Jacques Viret, photo prise lors du Colloque Pierre Solié, Sylvanès, en 2009.

Très jeune, dans les années 60 quand il était en terminale, il entend parler de Jung par son professeur de français. Celui-ci lui prête la revue Planète dans laquelle il y a un long article sur Jung. C’est le début d’une longue aventure à travers l’œuvre du fondateur de la psychologie analytique.

René Thom

Sa rencontre avec René Thom est beaucoup plus tardive, en 1988, mais il a la chance de devenir son dernier élève.
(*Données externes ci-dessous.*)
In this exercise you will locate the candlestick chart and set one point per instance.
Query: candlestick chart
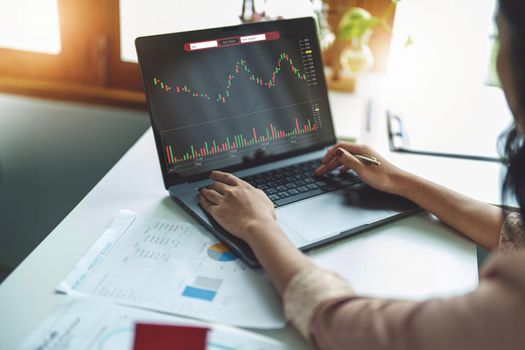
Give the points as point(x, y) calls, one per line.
point(230, 106)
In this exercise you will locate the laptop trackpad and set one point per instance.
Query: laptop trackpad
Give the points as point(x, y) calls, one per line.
point(330, 214)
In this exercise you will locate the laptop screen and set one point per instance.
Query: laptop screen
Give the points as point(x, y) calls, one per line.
point(233, 97)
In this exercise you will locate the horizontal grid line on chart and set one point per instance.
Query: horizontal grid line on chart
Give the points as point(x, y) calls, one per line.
point(238, 116)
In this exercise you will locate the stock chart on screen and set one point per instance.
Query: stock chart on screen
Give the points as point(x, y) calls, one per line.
point(219, 100)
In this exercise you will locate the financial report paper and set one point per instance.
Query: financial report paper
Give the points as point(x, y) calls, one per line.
point(86, 323)
point(174, 267)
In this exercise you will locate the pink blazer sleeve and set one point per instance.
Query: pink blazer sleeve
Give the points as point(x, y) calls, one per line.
point(327, 312)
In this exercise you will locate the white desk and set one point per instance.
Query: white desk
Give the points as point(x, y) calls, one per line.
point(409, 258)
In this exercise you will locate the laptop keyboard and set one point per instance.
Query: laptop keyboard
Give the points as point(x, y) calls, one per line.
point(297, 182)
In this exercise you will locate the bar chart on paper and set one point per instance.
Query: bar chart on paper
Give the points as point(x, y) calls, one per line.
point(176, 268)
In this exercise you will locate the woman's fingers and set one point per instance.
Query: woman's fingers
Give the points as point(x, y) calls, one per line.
point(324, 168)
point(348, 160)
point(211, 195)
point(220, 187)
point(226, 178)
point(206, 205)
point(350, 147)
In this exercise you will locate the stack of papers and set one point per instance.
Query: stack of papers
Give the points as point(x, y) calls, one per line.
point(82, 324)
point(166, 266)
point(177, 268)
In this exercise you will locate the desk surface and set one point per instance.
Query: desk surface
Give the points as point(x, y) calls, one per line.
point(415, 257)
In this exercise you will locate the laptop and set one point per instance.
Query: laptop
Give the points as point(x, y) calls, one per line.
point(252, 100)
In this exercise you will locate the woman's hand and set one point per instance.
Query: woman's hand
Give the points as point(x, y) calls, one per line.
point(385, 177)
point(236, 205)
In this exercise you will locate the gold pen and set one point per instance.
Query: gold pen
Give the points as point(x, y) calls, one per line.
point(367, 159)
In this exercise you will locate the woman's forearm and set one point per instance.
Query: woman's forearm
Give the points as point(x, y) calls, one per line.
point(277, 255)
point(477, 220)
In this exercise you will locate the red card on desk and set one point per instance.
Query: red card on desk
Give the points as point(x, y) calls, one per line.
point(164, 337)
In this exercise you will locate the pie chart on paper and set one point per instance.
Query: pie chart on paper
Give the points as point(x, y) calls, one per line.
point(220, 252)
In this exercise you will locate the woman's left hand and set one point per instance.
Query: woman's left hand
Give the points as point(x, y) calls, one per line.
point(236, 205)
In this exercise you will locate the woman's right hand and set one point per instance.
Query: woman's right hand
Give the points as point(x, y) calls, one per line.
point(385, 177)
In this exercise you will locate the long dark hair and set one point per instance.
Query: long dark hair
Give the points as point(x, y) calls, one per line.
point(513, 12)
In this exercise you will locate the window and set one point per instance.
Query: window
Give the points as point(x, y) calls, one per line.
point(438, 72)
point(30, 25)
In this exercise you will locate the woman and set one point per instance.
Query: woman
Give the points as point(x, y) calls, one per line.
point(324, 308)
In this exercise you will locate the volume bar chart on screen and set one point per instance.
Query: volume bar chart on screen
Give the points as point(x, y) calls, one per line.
point(239, 141)
point(284, 62)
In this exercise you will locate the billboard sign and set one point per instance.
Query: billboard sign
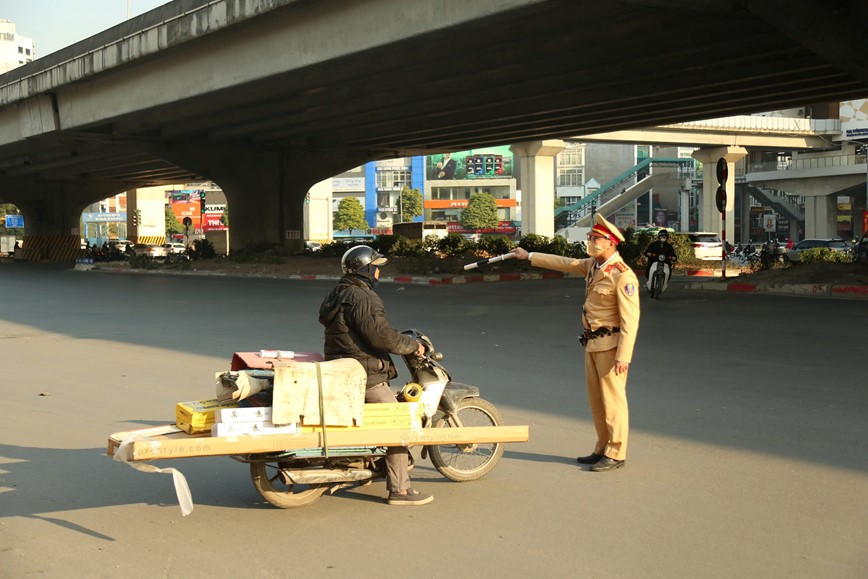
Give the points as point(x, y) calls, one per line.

René Thom est né en 1923 et décédé en 2002. Mathématicien célèbre, surtout passionné par la géométrie, il fut médaille Fields en 1958 (équivalent du prix Nobel). Il est surtout connu pour sa Théorie des catastrophes et ses positions en philosophie des sciences.

Pourquoi cet ouvrage ?

Pourquoi Jacques Viret a t-il ressenti le besoin d’écrire un livre sur ces deux grands hommes qu’il admirait ? Il donne une raison très touchante que l’on rencontre rarement dans un ouvrage qui a du demander une recherche et un travail considérable :  « la première raison est tout simplement un témoignage d’affection. » (p.19).

Les éditions Baghera – 14,4 x 21 x 2,7 cm – 348 pages

Le genre de l’ouvrage

Le sujet est d’une grande audace intellectuelle. C.G. Jung et René Thom ayant vécu à des dates où ils auraient pu avoir un contact, Jacques Viret imagine que ce contact a eu lieu.  On est presque dans le domaine de la science fiction ou plutôt de ce que Jacques Van Herp appelait le roman d’hypothèse.

Cet ouvrage extrêmement original peut sembler d’un abord difficile pour le lecteur qui, en le feuilletant, observera des figures géométriques.

Cela n’est qu’un obstacle apparent car on peut effectuer une lecture à deux niveaux. Ceux qui ont une certaine connaissance de la géométrie liront l’ensemble de l’ouvrage et d’autres trouveront un grand plaisir à lire certaines parties du livre.

Le thème et le lieu

Jacques Viret avait à la fois une grande connaissance de Jung et  connaissait de source directe la « topologie » de Thom. C’est probablement ce qui lui a permis d’envisager ce qui, pour un philosophe ou un scientifique, peut apparaître comme un projet assez farfelu, ce dialogue imaginaire entre ces deux hommes qui avaient eu une si grande importance dans sa vie.

Il imagine des dialogues très vivants et deux échanges de lettres entre ces « deux penseurs, deux savants qui se sont parfois heurtés au savoir académique de l’époque, quitte à paraître pour certains un peu provocateurs. »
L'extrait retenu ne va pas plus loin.